Thank the tennis gods:

When top champ Naomi Osaka pulled out of the French Open press conference and tournament, she supplanted Donald Trump as the perfect litmus test of who we.

Respecting Osaka’s decisions, especially the courage of her openness about the stress, depression and anxiety of doing the post-match pressers (which are a charade stupide, as the French might put it) suggests you’re a decent person. The type sickened by Trump.

Trashing Osaka suggests you have all the tender sweetness of a seasick crocodile, Mr. Grinch. Perhaps your heart’s an empty hole full of unwashed socks, your brain is full of spiders, and your soul is full of garlic and gunk. The type that loves Trump.

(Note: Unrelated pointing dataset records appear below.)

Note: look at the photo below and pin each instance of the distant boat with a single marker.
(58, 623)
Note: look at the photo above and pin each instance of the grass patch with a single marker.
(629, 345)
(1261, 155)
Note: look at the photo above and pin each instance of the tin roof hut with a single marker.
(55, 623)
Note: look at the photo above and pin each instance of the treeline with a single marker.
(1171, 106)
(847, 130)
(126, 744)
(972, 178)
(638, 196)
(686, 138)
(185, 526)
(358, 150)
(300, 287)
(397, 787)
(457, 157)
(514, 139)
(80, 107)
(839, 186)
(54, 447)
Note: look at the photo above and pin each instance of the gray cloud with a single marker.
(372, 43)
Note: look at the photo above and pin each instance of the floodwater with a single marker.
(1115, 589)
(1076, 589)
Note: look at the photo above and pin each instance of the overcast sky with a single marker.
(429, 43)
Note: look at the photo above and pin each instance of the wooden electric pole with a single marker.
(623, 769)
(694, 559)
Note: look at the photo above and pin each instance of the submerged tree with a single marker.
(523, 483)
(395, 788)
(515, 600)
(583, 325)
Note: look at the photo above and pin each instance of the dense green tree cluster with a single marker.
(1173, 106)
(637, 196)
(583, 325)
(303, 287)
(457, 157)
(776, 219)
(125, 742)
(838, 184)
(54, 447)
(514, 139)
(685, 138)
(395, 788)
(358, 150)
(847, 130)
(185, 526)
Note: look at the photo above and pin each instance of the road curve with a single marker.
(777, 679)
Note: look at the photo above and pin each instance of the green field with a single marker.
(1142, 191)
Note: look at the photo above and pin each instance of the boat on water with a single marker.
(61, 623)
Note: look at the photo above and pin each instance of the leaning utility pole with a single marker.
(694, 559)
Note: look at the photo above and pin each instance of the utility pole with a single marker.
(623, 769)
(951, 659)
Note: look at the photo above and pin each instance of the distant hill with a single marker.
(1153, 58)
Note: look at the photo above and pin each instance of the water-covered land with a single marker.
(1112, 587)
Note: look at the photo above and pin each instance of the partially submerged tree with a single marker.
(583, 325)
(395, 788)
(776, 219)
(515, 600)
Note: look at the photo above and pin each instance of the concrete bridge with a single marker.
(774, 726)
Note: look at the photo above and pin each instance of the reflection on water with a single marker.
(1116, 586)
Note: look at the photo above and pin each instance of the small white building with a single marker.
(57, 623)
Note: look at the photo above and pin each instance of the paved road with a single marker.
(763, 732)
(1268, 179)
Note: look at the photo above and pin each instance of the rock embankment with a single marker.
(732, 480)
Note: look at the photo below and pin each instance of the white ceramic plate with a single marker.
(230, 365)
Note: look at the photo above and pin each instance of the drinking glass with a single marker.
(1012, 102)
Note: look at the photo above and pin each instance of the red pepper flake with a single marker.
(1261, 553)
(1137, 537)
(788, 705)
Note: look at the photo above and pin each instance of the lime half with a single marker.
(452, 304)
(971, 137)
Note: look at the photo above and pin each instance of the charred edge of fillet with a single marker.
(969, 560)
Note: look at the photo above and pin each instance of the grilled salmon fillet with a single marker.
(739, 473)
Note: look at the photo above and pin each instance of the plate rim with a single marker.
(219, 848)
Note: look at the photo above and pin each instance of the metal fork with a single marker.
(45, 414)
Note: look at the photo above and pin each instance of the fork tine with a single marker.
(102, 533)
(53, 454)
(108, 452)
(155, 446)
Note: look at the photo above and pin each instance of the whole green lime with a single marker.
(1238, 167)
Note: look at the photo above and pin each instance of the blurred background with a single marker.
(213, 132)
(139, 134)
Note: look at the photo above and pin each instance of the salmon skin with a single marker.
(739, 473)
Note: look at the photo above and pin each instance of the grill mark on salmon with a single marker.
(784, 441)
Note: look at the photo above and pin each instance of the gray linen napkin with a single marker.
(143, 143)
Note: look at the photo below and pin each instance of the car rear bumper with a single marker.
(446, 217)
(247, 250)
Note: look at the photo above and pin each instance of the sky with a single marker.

The initial tut-tutting by Osaka’s Boomer elders does not suggest the better angels of our nature.

“A phenomenal error,” France Tennis Federation president Gilles Moretton sniffed.

“They understood the assignment,” French Open officials schooled her, tweeting photos of dutiful players doing pressers.

Pioneers of women’s tennis initially piled on. “As professional athletes, we have the responsibility to make ourselves available to the press,” Billie Jean King lectured. Martina Navratilova told Osaka to “woman up.” (“Grow a pair” would have been confusing.)

Chris Evert condescended that today’s young tennis stars can’t seem to handle tough questions like she did as a young star, channeling Dana Carvey’s Grumpy Old Man (“In my day, we didn’t have safety standards for toys. We got rusty nails and big bags of broken glass! That’s the way it was, and we liked it!”).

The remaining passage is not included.